Chemotherapy Beyond Cancer

Several chemotherapy drugs are used at lower doses to treat autoimmune diseases, where the immune system mistakenly attacks the body’s own tissues. Conditions like lupus, rheumatoid arthritis, multiple sclerosis, and certain blood disorders can be managed with drugs originally developed for cancer. The principle is similar: these medications suppress the overactive immune cells that are driving the disease. The doses used for autoimmune conditions are generally much lower than those used in cancer treatment, which means fewer and milder side effects.

Chemotherapy also serves a critical role in bone marrow and stem cell transplants. Before a transplant, high-dose chemotherapy is given to wipe out the patient’s existing bone marrow. This accomplishes two things: it reduces the cancer burden (if the transplant is for a blood cancer) and it suppresses the immune system enough to prevent the body from rejecting the new donor cells. These conditioning regimens typically use combinations of drugs chosen specifically because their most potent effects target marrow cells.

How Chemotherapy Is Given

The most common delivery method is intravenous infusion, where the drugs flow directly into a vein. For patients who need many rounds of treatment, a port is often surgically placed in the chest. This small device sits just under the skin and connects to a large vein, giving nurses easy access for each session without repeatedly searching for a vein in the arm.

Some chemotherapy comes in pill form and can be taken at home. This is increasingly common for certain cancers and maintenance regimens. Other, less common routes include injections directly into the fluid around the spinal cord (for cancers affecting the brain or nervous system) and topical creams for specific skin cancers. Where you receive treatment depends on the method: IV infusions usually happen in an outpatient clinic or hospital, while oral chemotherapy fits into your normal routine at home.

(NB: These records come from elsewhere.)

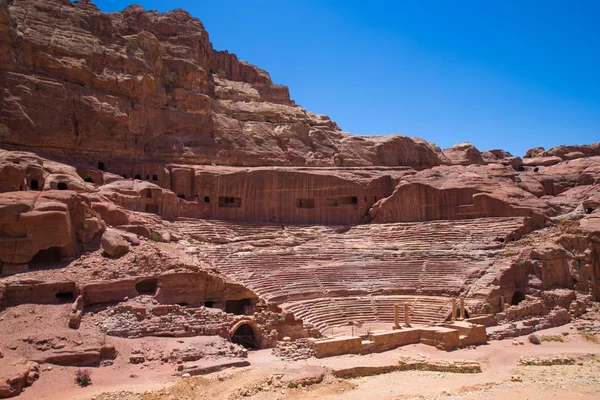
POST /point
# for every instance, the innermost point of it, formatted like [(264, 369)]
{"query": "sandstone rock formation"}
[(177, 192)]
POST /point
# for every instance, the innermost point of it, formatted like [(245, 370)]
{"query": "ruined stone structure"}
[(146, 172)]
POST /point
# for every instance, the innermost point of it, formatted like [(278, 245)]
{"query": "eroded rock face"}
[(295, 228), (149, 86), (114, 244)]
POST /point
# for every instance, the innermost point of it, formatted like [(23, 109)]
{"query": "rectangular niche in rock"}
[(348, 200), (305, 203), (230, 202)]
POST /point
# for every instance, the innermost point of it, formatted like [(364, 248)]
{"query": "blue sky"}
[(499, 74)]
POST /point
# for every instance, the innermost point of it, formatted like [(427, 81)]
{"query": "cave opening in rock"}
[(244, 336), (65, 297), (305, 203), (147, 287), (151, 208), (237, 307), (517, 298), (51, 254), (230, 202)]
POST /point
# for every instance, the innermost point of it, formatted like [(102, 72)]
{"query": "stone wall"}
[(445, 337)]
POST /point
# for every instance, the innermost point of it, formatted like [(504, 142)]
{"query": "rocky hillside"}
[(139, 84)]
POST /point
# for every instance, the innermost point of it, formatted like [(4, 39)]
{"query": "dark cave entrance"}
[(517, 298), (49, 255), (152, 208), (244, 336), (65, 297), (147, 287), (237, 307)]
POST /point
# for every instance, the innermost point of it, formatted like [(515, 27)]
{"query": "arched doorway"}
[(245, 336)]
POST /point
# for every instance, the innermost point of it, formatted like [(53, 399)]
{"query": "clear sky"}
[(511, 74)]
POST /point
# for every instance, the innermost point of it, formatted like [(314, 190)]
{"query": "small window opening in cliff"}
[(151, 208), (517, 298), (244, 336), (237, 307), (13, 230), (348, 200), (230, 202), (65, 297), (305, 203), (146, 287), (49, 255)]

Chemotherapy Combined With Newer Treatments

Chemotherapy is increasingly paired with immunotherapy, which helps the immune system recognize and attack cancer cells. This combination, sometimes called chemo-immunotherapy, has become a standard approach for several difficult-to-treat cancers. More than 200 clinical trials have tested combinations of chemotherapy with immune checkpoint inhibitors, and multiple regimens have received regulatory approval based on meaningful improvements in survival.

The results can be striking. In one example involving advanced stomach cancer that overproduces a protein called HER2, adding immunotherapy and a targeted drug to chemotherapy boosted the response rate from about 52% to 74%. The logic behind pairing these treatments is straightforward: chemotherapy kills cancer cells directly and can also make tumors more visible to the immune system, while immunotherapy sustains the immune response over time. The side effects of each treatment don’t typically overlap in dangerous ways, which makes the combination manageable for most patients.

What a Treatment Cycle Looks Like

Chemotherapy is given in cycles, with treatment days followed by rest periods that allow your body to recover. A typical cycle lasts two to three weeks, though some regimens use weekly or biweekly schedules. During the rest period, healthy cells in your bone marrow and digestive tract regenerate, which is why blood counts are checked before each new cycle to confirm your body is ready.

A full course of chemotherapy might involve four to eight cycles, stretching over several months. The exact number depends on the cancer type, the treatment goal, and how well the cancer responds. Your oncologist monitors progress through imaging scans and blood tests, adjusting the plan if the cancer isn’t responding or if side effects become too severe. Some people continue a lower-dose maintenance regimen for months or even years after the initial treatment course to keep the cancer from returning.